Recently, hydrogen breath test (HBT) has become popular in clinical practice as it is useful for diagnosing small intestinal bacterial overgrowth (SIBO) and carbohydrate intolerance such as lactose and fructose malabsorption (Table).1 Though quantitative culture of jejunal aspirate is considered as gold standard for the diagnosis of SIBO, HBT is popular as it is non-invasive.1,2 In spite of the simplicity of performance, there is lack of uniformity regarding the interpretation of various HBTs. Therefore, technique and interpretation of commonly used HBTs are reviewed here.

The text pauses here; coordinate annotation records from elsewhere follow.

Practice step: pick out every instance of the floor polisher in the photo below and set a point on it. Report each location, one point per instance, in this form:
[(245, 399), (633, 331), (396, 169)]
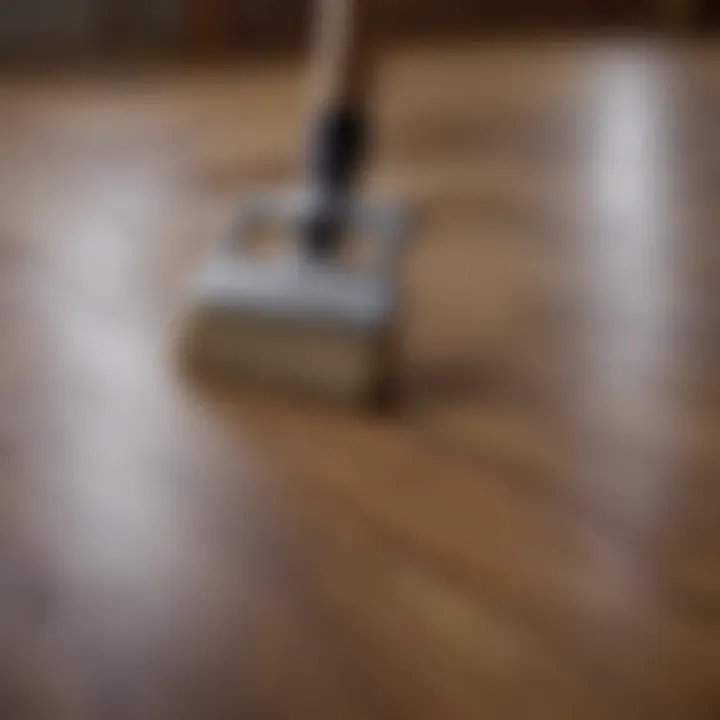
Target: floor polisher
[(321, 315)]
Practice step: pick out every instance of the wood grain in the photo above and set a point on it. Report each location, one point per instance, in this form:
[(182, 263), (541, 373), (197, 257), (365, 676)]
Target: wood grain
[(536, 535)]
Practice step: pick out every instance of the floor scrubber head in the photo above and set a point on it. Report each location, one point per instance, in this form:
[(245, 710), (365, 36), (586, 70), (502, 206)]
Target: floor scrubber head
[(325, 327)]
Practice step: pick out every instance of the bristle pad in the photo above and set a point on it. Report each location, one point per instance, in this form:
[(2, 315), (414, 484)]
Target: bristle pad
[(346, 363)]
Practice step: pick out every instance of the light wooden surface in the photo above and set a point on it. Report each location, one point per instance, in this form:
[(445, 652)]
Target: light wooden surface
[(535, 537)]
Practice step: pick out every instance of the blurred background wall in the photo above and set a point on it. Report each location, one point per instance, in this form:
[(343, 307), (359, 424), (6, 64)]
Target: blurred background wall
[(28, 26)]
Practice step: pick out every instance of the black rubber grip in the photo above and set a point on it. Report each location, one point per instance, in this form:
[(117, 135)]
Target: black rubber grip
[(337, 149)]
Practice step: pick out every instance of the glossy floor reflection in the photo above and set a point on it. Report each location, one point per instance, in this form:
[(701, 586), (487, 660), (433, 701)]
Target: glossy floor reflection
[(535, 536)]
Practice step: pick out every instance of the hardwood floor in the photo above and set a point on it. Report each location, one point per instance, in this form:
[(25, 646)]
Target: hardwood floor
[(535, 536)]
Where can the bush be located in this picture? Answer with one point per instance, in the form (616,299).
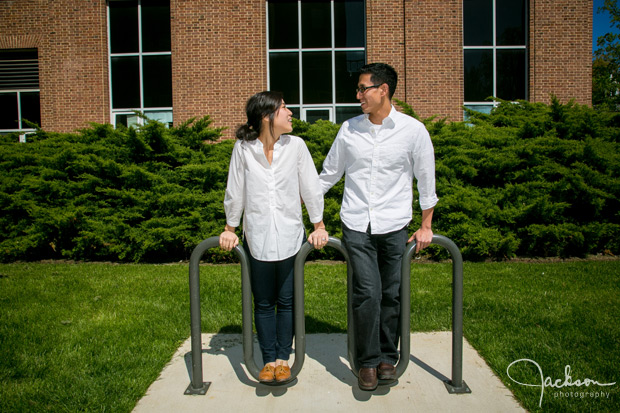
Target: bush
(529,180)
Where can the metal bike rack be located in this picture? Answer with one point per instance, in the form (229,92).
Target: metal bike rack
(404,306)
(300,321)
(197,386)
(456,385)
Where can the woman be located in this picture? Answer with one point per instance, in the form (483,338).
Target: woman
(268,173)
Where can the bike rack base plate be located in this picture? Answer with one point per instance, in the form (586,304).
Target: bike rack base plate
(201,391)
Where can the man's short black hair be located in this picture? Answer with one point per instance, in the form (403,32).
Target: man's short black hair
(381,73)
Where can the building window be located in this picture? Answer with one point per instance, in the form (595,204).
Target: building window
(19,91)
(315,50)
(140,61)
(494,51)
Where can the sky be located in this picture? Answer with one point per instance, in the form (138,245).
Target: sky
(601,24)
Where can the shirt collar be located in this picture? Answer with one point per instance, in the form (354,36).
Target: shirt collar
(388,122)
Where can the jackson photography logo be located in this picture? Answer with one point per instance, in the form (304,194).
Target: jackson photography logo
(548,382)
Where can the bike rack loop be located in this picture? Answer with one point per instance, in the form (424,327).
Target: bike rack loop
(404,306)
(456,385)
(197,386)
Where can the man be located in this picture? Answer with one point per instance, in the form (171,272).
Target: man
(380,152)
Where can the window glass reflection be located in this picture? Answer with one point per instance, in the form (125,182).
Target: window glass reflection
(157,77)
(510,25)
(316,24)
(478,75)
(478,22)
(156,26)
(125,82)
(8,114)
(349,17)
(317,80)
(124,26)
(30,106)
(348,65)
(284,75)
(283,27)
(511,70)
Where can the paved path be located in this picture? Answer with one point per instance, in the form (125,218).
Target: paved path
(325,384)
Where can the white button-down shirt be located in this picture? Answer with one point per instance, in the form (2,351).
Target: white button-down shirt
(380,162)
(268,196)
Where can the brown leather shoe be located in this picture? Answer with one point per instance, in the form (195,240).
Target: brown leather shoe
(267,374)
(367,378)
(386,371)
(282,373)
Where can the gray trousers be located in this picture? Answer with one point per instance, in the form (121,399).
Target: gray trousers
(376,263)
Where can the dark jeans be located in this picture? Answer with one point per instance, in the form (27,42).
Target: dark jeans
(376,262)
(272,287)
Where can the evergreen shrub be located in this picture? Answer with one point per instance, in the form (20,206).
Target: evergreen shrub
(528,180)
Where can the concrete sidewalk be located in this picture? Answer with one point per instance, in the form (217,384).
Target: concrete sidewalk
(325,382)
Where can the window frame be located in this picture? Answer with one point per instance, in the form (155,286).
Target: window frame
(488,105)
(332,106)
(17,91)
(140,54)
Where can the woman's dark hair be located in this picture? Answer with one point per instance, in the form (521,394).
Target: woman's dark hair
(381,73)
(257,107)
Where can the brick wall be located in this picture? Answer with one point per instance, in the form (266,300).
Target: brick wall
(434,56)
(72,44)
(561,50)
(385,38)
(219,59)
(219,54)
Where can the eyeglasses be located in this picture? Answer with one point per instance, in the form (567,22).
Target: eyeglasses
(363,89)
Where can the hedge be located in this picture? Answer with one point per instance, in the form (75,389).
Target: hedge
(528,180)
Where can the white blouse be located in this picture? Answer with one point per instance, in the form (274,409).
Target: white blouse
(268,196)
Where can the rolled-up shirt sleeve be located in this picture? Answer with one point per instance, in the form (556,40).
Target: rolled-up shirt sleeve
(234,199)
(309,185)
(424,170)
(334,163)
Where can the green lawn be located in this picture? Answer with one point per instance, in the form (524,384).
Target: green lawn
(93,337)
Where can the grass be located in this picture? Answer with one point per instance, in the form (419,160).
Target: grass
(93,337)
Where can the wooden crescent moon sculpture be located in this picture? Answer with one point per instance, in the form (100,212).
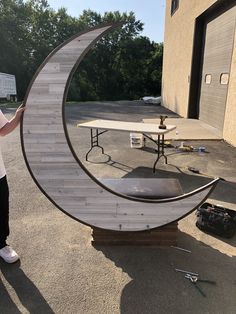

Principle of Hydrogen Breath Tests

In these tests, hydrogen exhaled in the breath is estimated using a gas chromatograph. Bacteria, especially anaerobic, colonizing the large bowel in health and small bowel in diseased conditions produce hydrogen by fermentation of unabsorbed carbohydrates. Though small amount of hydrogen is produced from limited amounts of unabsorbed carbohydrate reaching the colon, large amounts of hydrogen may be produced if there is malaborption of carbohydrate in the small intestine allowing larger amount to reach the colon or if there is excess of bacteria in the small bowel. The hydrogen produced by the bacteria is absorbed through the wall of the small or large intestine or both. The hydrogen-containing blood travels to the lungs where the hydrogen is released and exhaled in the breath where it can be measured. About 15%-30% people have gut flora that contain Methanobrevibacter smithii, which converts 4 atoms of hydrogen into 1 molecule of methane.3 These subjects may not exhale much hydrogen in the breath in spite of having SIBO or carbohydrate malabsorption as excess hydrogen produced in them is converted into methane. Figure 1 summarizes the principle of HBTs.

Patient Preparation

The subjects are asked to avoid slowly absorbed carbohydrates (like bread and potato) and fiber the previous night as these would cause delayed excretion of hydrogen in breath.2 Cigarette smoking and exercise are avoided 2 hours before and during the test, as hyperventilation can cause changes in breath hydrogen content.2 Pro-motility, anti-motility drugs, antibiotics and other drugs that can cause SIBO including proton pump inhibitors should be discontinued before performing breath tests.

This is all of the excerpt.